Stocks tumbled on Tuesday as investors pared back bets that the Federal Reserve would put the brakes on the economy in coming months as higher-than-expected inflation data led traders to expect interest rates to remain higher for longer.
The S&P 500 index fell more than 1%, the only day this year to see such a large drop, while optimism about economic resilience and corporate profits continued to push the stock market to new highs.
Investors still expect the Fed to bring inflation back to manageable levels without causing too much pain to the overall economy. But that forecast came under pressure after Tuesday’s consumer inflation report showed prices were rising faster than expected.
Greg Wilensky, head of U.S. fixed income at Janus Henderson Investors, said the consumer data was “stronger than either the Fed or the market wanted or expected.”
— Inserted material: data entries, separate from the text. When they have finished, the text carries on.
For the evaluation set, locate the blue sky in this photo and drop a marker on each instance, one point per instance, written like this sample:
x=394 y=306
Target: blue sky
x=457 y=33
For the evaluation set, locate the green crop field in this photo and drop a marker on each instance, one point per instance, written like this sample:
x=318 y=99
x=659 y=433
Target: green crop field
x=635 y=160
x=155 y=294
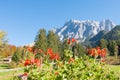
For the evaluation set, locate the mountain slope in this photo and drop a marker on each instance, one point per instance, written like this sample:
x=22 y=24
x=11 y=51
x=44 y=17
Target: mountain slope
x=114 y=34
x=83 y=30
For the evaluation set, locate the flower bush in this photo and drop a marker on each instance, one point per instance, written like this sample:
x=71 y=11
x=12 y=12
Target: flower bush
x=51 y=67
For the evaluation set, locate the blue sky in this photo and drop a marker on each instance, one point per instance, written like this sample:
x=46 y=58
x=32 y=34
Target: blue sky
x=22 y=19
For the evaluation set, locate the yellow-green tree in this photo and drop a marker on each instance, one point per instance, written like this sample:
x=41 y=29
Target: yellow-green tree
x=2 y=41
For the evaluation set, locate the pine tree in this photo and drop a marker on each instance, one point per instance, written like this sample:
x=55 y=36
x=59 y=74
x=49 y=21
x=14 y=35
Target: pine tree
x=41 y=40
x=53 y=41
x=103 y=43
x=16 y=56
x=112 y=47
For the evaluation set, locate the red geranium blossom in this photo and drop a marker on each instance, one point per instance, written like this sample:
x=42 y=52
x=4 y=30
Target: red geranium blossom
x=73 y=40
x=27 y=62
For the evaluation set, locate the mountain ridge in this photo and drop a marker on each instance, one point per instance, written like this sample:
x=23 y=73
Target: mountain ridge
x=84 y=29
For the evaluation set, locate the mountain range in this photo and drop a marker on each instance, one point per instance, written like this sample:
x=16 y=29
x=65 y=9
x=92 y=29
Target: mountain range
x=84 y=29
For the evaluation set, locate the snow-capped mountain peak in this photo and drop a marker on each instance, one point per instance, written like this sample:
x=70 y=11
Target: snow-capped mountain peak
x=84 y=29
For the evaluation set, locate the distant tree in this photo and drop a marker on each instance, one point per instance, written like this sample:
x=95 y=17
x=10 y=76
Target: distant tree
x=41 y=40
x=53 y=41
x=16 y=56
x=3 y=43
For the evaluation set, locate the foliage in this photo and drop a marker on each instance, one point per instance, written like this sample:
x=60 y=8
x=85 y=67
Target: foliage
x=41 y=40
x=112 y=47
x=103 y=43
x=16 y=57
x=51 y=67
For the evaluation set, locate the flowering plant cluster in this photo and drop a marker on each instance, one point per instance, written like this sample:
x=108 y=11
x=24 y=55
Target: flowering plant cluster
x=98 y=52
x=50 y=66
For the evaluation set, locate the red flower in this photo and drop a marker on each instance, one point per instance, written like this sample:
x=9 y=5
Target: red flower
x=54 y=56
x=103 y=52
x=56 y=73
x=37 y=62
x=71 y=60
x=27 y=62
x=35 y=52
x=25 y=74
x=40 y=51
x=73 y=40
x=102 y=60
x=30 y=49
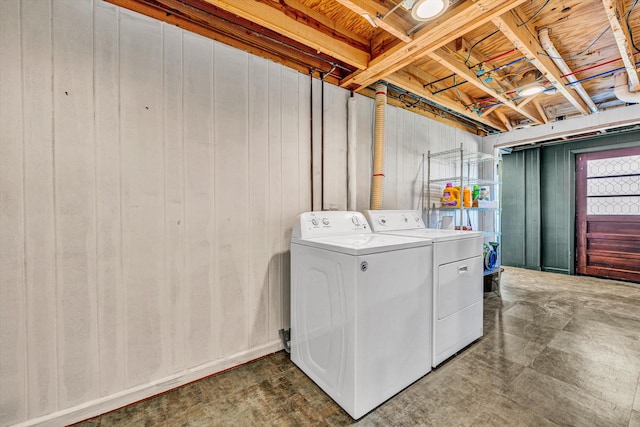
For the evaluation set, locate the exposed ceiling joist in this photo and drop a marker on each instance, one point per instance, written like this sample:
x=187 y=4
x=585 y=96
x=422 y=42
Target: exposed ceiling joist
x=285 y=24
x=606 y=119
x=540 y=109
x=453 y=63
x=392 y=24
x=411 y=83
x=528 y=44
x=456 y=22
x=615 y=12
x=197 y=21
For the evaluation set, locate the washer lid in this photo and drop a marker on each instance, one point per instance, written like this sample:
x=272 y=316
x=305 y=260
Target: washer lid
x=363 y=244
x=390 y=220
x=436 y=234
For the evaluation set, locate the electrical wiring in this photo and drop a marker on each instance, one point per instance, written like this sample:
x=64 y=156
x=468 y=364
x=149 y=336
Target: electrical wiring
x=633 y=6
x=466 y=61
x=583 y=51
x=535 y=14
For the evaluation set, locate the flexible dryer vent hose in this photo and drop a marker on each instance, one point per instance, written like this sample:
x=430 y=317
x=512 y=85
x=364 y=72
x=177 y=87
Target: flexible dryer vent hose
x=377 y=183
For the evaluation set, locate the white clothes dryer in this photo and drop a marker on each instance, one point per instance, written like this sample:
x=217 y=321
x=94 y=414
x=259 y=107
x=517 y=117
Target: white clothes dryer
x=356 y=298
x=457 y=278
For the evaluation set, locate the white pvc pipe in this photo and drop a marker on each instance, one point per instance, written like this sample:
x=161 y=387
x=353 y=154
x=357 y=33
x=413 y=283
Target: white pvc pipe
x=351 y=154
x=377 y=182
x=551 y=50
x=621 y=89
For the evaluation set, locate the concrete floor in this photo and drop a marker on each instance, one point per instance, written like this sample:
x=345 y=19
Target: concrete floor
x=557 y=350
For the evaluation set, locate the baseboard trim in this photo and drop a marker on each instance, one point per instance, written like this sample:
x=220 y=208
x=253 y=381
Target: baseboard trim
x=109 y=403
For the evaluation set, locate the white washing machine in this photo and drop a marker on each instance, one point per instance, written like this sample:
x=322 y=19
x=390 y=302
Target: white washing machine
x=356 y=298
x=457 y=279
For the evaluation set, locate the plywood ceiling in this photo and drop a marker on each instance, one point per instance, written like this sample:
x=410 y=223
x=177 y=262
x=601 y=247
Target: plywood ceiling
x=464 y=68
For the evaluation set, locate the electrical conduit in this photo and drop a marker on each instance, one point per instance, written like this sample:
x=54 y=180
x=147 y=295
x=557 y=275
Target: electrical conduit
x=351 y=154
x=377 y=183
x=621 y=89
x=553 y=53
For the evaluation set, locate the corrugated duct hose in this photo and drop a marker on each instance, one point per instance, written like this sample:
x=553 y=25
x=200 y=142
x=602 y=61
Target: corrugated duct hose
x=377 y=183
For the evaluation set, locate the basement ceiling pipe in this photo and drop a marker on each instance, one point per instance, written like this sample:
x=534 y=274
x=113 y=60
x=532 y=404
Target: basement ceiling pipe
x=621 y=89
x=377 y=183
x=351 y=154
x=553 y=53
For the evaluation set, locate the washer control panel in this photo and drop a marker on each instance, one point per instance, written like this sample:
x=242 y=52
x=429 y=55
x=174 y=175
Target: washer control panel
x=394 y=220
x=330 y=223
The longer inflation remains elevated, the longer the Fed will delay cutting interest rates, putting pressure on an economy that is starting to show some signs of weakness and dampening enthusiasm on Wall Street.
The two-year Treasury yield, which is sensitive to changes in investors’ interest rate expectations, jumped a tenth of a percentage point to about 4.6%, a sharp move in the market.
As market interest rates rise, the value of the dollar also rises, putting pressure on currencies around the world, with the yen approaching its lowest level since November last year.
Amid volatile trading conditions, some companies have chosen to suspend new debt issuances, preferring to wait until the market stabilizes.
Citi equity analyst Stuart Kaiser said the inflation data was “not a game changer” but could push stocks to tighten in the short term as investors give up hope of a rate cut. Print is obviously not a good thing,” he said.
At the beginning of this year, investors believed that the Federal Reserve was likely to start cutting interest rates next month after inflation continued to decline sharply. Investors have now given up bets on a rate cut in March, delaying expectations until after the Federal Reserve’s May meeting. Until the next show in June.
Seema Shah, chief global strategist at Principal Asset Management, said, “A rate cut in March is completely off the agenda. But if economic activity plays out and finally starts to show that before the Fed tightening policy, then the May rate cut may still play a role.”
Investors and analysts are keen to point out that an inflation report will not dash hopes that the economy will avoid a severe recession.
A Bank of America survey of fund managers released on Tuesday showed optimism rose to its highest level since April 2022, shortly after the Federal Reserve began raising interest rates. Investors have been pouring cash into global equities, as evidenced by the fact that allocations to U.S. stocks reached their highest levels since November 2021, surveys showed.
But some investors worry that the economy has not yet felt the full impact of the Fed’s rate hikes, raising the risk that delaying a rate cut could plunge the economy into a downturn.
The Russell 2000 index, which tracks a host of small companies closely tied to the health of the domestic economy, fell more than 3% on Tuesday after rising sharply in recent sessions.
If the index sustains these losses into the close, it would be its worst single-day performance since September 2022.